Что касается царя Ивана, то он оказался в очень сложном положении. Сторонники перемирия, находившиеся в русском лагере и старавшиеся угодить литовским панам и польскому королю, сумели сплотить всех бояр, заручиться поддержкой Владимира Старицкого и выступить единым, так сказать, фронтом, или, по боярскому выражению, «все поспол учинися рада государская». Что же оставалось делать Ивану? Неужели он действительно не чувствовал «в себе силы для реализации собственной политической линии»? Нет, у него было достаточно сил, чтобы заставить бояр продолжать войну. Ведь принудил же государь бояр идти на Ливонскую войну, несмотря на упорное сопротивление Избранной Рады, Адашева и Сильвестра в частности. Ведь хватило у него сил, чтобы убрать с политической сцены и того и другого. Царь Иван был уже не тот, каким мы видели его после мартовских событий 1553 года. Самодержавство его постепенно восстанавливалось, и к 1563 году оно уже заметно продвинулось в этом направлении. Повторяем, Грозный мог заставить своих слуг продолжить войну после взятия Полоцка. Но он не сделал этого и поступил в высшей степени разумно и осмотрительно{1153}. Воевать руками тех, кто решительно не хотел воевать, было опасно. Война велась не первый год, и царь уже не раз наблюдал подозрительную медлительность воевод, проигранные странным образом сражения, ему известны были случая сдачи врагу крепостей. Он не мог не считаться с этим и потому решил, вероятно, сохранить то, что уже завоевал, удовольствовавшись тем на данном этапе войны. В создавшейся ситуации то было единственно верное решение, свидетельствующее о государственном уме русского государя, его умении ждать нужного момента и принимать взвешенные решения.

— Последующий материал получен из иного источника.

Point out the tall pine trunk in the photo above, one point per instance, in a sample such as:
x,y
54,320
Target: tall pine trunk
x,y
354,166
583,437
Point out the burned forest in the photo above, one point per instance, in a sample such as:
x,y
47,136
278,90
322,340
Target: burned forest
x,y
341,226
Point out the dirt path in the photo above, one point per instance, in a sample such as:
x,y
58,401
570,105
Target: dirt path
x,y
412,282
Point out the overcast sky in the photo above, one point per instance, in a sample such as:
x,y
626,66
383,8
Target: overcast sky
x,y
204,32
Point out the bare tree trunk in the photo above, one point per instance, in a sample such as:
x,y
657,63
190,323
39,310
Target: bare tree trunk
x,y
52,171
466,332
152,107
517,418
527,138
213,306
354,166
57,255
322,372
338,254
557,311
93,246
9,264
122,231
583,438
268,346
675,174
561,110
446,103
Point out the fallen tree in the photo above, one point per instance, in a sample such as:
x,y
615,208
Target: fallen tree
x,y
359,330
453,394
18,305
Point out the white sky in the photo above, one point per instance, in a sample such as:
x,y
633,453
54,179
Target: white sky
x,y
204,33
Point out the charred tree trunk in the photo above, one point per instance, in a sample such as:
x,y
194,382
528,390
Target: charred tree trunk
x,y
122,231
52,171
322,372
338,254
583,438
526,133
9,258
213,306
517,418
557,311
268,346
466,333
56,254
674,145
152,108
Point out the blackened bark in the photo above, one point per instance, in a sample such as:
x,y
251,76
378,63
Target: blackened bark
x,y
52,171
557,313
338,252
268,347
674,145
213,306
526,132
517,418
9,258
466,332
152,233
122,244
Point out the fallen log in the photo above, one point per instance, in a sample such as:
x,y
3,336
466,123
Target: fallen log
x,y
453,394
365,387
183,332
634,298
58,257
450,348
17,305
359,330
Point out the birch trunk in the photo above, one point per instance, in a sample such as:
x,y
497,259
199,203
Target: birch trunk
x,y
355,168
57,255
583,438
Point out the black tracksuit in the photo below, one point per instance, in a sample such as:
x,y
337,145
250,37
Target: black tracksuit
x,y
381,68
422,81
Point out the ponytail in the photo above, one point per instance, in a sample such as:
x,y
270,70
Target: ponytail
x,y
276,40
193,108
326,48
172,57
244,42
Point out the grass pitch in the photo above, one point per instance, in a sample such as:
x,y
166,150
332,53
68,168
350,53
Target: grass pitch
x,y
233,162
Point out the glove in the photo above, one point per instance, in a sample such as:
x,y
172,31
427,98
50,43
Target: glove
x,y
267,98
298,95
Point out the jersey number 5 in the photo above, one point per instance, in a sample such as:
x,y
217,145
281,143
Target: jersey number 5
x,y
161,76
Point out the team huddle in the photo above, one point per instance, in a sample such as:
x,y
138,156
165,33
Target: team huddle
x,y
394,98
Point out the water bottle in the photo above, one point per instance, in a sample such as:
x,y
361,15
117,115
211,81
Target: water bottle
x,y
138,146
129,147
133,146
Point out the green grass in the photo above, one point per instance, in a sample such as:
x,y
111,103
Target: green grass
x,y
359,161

Царь Иван прекрасно справился с этой непростой для себя задачей, изобразив трогательное согласие с «миротворцами»: «И царь и великий князь Иван Васильевич, выслушав литовского короля рады грамоты, и приговорил со князем Володимером Андреевичем и со всеми своими бояры и с воеводами…»{1154}.

К сказанному надо добавить еще и то, что, склоняя Ивана IV к перемирию с Литвой, И. Д. Бельский и другие бояре играли на самых чувствительных душевных струнах православного монарха — его благочестии, набожности и глубокой религиозности, мотивируя свои уговоры «христианским добром», «покоем христианским», греховностью «пролития крови христианской». Когда Грозный поймет, наконец, эти уловки, он в сердцах воскликнет: «В тех странах (Ливонии и Литве. — И.Ф.) несть христиан, разве малейших служителей церковных и сокровенных раб Господних»{1155}.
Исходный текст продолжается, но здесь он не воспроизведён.